Monday, June 12, 2023

Comfort With Nudity

Almost anyone who grew up in an American family claiming to be full of committed Christians and even many people who were exposed to parts of secular culture likely were expected to act as if seeing or engaging in public nudity is an abomination, except perhaps in very specific, arbitrary situations.  Humans are born naked, the God of the Bible created humans naked (Genesis 2:25), and nudity does not even incite people to hedonism or any kind of philosophical delusion or immoral action.  The societal hostility towards nudity is not a religious or secular thing: it is devised and encouraged by irrationalists in their immense stupidity.

A person who realizes the true nature of nudity as revealed by logic and as taught by the Bible is free from philosophical falsehoods in this regard, yet they might be left with a dislike of seeing the nude body.  This is ironic since we all have bodies that are only commonly covered because of practical factors like protection against temperatures or because of sheer ideological idiocy.  Each time someone removes all of their clothing to change what they are wearing or to bathe, they are also experiencing how nudity is nonsexual and liberating though they might not realize or focus on it.  Nudity is indeed very comfortable itself with its lack of material that restricts bodily motion or covers the skin.  It does not follow that someone will react to the physical comfort of nudity by finding it comfortable on a mental level, be it their own nudity or that of someone else.  Inside or outside of social interaction, comfort with nudity could end up coming about anyway if such a person directly experiences the relaxation or bodily freedom of nudity himself or herself.

There are other ways to become psychologically comfortable with nudity besides seeing other people without any clothing in person or forgoing one's own clothes in public settings, of course.  A person could adjust to and enjoy the physical feeling of nudity, along with the emotions this might bring with it, without actually exposing himself or herself to others all in the privacy of their home.  Again, no one has to do this in order to understand or appreciate nudity (including in a nonsexual way), and no one needs to subject themself to this even in the absence of observers if they do not want to; they can avoid assumptions and errors about nudity and believe logically demonstrable truths with or without this kind of direct experience.

There is also the possibility of viewing nudity in entertainment in both nonsexual and sexual contexts in order to be even further removed from doing or seeing anything related to the naked body outside of art.  For those who know nudity is biologically natural, Biblically nonsinful and good, and not harmful in any way, but still struggle with the thought of it, art could be a great pathway to getting used to the unclothed body.  Nudity is often very greatly exaggerated by objectors when it is included entertainment like video games and films, so just because art has nudity does not mean that it is constant, forced into the story, or shown in a sexual setting, though whether it is intended in a sexual way has nothing to do with whether nudity is Biblically immoral or artistically irrelevant.

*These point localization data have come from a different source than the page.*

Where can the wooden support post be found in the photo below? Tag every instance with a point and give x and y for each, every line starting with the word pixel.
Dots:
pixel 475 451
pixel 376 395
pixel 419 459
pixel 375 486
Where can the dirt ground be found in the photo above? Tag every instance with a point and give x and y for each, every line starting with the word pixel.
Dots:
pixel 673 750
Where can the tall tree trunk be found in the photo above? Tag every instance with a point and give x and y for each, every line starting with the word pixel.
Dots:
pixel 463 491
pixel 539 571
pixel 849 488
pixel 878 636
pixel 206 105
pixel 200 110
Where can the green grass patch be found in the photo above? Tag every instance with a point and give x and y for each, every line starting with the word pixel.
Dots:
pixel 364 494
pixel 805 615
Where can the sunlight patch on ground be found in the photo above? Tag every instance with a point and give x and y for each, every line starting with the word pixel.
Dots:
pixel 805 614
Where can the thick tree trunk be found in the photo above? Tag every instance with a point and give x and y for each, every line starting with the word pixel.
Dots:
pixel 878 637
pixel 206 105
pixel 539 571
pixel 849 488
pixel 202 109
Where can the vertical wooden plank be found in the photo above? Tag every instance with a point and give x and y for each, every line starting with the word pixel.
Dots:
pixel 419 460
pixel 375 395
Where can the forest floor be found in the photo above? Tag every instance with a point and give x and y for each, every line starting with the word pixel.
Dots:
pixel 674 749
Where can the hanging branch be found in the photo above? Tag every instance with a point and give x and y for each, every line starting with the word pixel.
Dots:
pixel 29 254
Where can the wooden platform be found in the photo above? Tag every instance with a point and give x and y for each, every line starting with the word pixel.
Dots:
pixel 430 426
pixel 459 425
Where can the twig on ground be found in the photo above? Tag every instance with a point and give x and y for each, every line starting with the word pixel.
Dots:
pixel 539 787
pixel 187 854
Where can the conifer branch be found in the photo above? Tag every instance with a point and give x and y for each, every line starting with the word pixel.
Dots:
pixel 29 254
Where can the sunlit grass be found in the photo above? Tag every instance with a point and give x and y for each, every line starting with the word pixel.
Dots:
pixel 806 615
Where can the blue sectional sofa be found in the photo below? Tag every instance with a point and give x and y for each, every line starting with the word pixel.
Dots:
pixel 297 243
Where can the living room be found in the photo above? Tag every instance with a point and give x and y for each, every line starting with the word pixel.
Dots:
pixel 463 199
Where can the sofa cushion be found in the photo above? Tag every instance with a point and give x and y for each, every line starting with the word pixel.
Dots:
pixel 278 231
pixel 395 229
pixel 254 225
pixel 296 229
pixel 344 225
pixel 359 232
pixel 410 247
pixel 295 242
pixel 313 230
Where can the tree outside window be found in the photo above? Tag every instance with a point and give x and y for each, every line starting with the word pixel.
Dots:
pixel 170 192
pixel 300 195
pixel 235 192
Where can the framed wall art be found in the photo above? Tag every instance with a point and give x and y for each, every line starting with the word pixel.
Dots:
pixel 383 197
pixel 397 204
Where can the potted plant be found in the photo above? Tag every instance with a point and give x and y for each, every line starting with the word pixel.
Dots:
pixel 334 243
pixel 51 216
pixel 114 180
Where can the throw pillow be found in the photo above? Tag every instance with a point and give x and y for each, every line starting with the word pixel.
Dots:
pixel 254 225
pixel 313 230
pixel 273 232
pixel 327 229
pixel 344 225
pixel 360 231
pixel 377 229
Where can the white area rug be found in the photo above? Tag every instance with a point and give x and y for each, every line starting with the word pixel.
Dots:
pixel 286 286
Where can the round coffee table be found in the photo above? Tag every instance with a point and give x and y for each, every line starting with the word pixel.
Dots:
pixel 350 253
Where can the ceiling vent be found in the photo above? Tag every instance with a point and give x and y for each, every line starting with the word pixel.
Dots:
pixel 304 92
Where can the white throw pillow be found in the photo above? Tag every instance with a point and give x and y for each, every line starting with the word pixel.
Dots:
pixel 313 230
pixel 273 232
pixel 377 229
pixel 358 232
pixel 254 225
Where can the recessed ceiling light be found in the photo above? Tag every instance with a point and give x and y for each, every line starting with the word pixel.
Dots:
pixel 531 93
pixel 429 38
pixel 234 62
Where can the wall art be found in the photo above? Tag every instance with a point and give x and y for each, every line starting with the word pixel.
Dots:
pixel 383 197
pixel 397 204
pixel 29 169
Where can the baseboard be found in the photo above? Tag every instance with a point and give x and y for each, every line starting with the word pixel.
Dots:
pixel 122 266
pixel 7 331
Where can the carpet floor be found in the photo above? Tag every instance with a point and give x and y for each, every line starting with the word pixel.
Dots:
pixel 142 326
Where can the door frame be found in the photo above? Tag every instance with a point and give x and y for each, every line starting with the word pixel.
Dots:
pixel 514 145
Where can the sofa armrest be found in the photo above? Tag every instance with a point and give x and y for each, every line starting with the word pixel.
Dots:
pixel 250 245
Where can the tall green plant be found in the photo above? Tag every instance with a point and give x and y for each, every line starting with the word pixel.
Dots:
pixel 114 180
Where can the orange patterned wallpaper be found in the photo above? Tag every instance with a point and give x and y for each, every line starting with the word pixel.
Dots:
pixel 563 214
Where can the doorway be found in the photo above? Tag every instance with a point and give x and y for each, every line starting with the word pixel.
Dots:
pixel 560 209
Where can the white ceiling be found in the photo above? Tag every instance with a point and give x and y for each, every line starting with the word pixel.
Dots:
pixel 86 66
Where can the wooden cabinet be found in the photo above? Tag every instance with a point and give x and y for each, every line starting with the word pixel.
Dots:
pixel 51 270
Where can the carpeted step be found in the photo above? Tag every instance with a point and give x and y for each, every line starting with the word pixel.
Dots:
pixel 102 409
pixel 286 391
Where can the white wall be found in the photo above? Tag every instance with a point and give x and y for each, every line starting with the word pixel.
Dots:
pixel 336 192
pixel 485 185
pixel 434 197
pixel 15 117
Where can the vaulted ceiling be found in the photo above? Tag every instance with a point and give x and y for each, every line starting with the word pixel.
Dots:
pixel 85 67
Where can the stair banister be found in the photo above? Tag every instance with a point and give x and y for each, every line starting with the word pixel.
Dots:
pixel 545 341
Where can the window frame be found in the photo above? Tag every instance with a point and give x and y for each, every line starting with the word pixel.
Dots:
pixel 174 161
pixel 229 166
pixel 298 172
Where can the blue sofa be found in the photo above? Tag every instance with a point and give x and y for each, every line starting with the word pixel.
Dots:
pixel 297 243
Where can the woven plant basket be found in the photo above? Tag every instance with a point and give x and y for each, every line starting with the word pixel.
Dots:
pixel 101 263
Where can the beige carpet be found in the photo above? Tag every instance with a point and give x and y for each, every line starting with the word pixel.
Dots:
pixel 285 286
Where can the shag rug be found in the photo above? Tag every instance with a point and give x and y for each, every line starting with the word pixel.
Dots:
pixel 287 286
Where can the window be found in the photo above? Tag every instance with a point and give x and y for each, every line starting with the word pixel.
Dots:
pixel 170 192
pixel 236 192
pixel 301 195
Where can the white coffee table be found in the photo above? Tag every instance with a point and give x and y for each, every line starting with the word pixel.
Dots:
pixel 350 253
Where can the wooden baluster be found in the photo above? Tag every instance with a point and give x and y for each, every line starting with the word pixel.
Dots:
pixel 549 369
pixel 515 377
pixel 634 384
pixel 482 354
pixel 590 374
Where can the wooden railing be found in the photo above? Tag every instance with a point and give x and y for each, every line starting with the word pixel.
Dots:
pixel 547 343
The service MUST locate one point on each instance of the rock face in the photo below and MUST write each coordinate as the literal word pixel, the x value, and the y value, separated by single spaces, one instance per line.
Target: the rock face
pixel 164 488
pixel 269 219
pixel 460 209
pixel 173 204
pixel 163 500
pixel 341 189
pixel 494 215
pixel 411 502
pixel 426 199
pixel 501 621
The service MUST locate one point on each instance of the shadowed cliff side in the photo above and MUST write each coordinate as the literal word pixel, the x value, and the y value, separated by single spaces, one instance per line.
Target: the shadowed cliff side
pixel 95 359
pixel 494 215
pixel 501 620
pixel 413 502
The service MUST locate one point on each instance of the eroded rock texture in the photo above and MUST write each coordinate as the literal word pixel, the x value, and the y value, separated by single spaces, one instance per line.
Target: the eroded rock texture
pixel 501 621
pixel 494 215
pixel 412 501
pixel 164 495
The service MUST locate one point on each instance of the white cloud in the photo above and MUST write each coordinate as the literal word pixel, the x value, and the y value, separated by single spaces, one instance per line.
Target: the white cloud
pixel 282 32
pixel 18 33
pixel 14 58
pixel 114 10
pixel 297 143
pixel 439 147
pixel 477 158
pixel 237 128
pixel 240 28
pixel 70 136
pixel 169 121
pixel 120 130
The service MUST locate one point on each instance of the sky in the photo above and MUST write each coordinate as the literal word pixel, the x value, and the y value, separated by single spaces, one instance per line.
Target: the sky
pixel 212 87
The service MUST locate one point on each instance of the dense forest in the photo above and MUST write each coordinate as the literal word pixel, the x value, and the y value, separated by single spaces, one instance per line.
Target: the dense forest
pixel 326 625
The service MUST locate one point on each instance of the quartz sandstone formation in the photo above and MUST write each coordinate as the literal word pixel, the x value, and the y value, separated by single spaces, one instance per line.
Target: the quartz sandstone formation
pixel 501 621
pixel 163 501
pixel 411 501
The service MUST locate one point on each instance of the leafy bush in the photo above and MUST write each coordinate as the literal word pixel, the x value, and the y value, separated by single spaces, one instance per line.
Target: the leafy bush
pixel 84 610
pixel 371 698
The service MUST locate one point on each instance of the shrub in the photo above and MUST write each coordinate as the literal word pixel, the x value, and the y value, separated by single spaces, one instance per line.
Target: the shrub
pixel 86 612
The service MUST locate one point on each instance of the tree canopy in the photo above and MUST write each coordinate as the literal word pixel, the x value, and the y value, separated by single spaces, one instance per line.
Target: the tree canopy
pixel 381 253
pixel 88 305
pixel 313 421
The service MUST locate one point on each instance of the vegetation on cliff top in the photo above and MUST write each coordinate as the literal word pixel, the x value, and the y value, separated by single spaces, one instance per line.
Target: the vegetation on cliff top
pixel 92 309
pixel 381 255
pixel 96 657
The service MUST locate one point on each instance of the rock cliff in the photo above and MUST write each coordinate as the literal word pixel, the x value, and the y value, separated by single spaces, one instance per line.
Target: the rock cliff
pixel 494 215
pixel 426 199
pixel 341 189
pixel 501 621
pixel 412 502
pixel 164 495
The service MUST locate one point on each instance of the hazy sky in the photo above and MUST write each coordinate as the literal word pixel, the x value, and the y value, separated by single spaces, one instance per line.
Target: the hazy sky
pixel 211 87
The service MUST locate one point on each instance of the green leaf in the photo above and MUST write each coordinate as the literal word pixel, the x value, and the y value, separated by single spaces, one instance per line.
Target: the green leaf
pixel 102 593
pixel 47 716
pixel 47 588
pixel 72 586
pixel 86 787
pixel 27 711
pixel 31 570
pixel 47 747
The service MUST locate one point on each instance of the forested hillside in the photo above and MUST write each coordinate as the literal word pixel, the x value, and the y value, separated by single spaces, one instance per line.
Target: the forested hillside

If someone wishes to not even view visual art from any medium that depicts nudity, no matter how it is portrayed, they are not irrational or evil.  They just have a subjective aversion to nudity that either is a part of their natural attitudes or was implanted by prudish cultural pressures.  He or she would still be able to discover, recall, and appreciate logical truths about nudity pertaining to what it is and is not (for instance, that it is not sexual but can be perceived as such).  Personal perceptions or feelings do not stop anyone from coming to any truth.  They might complicate the desire to know truth and live for it in all things, but they do not thwart it.  This is as true of truths about the naked male or female body as it is of anything else.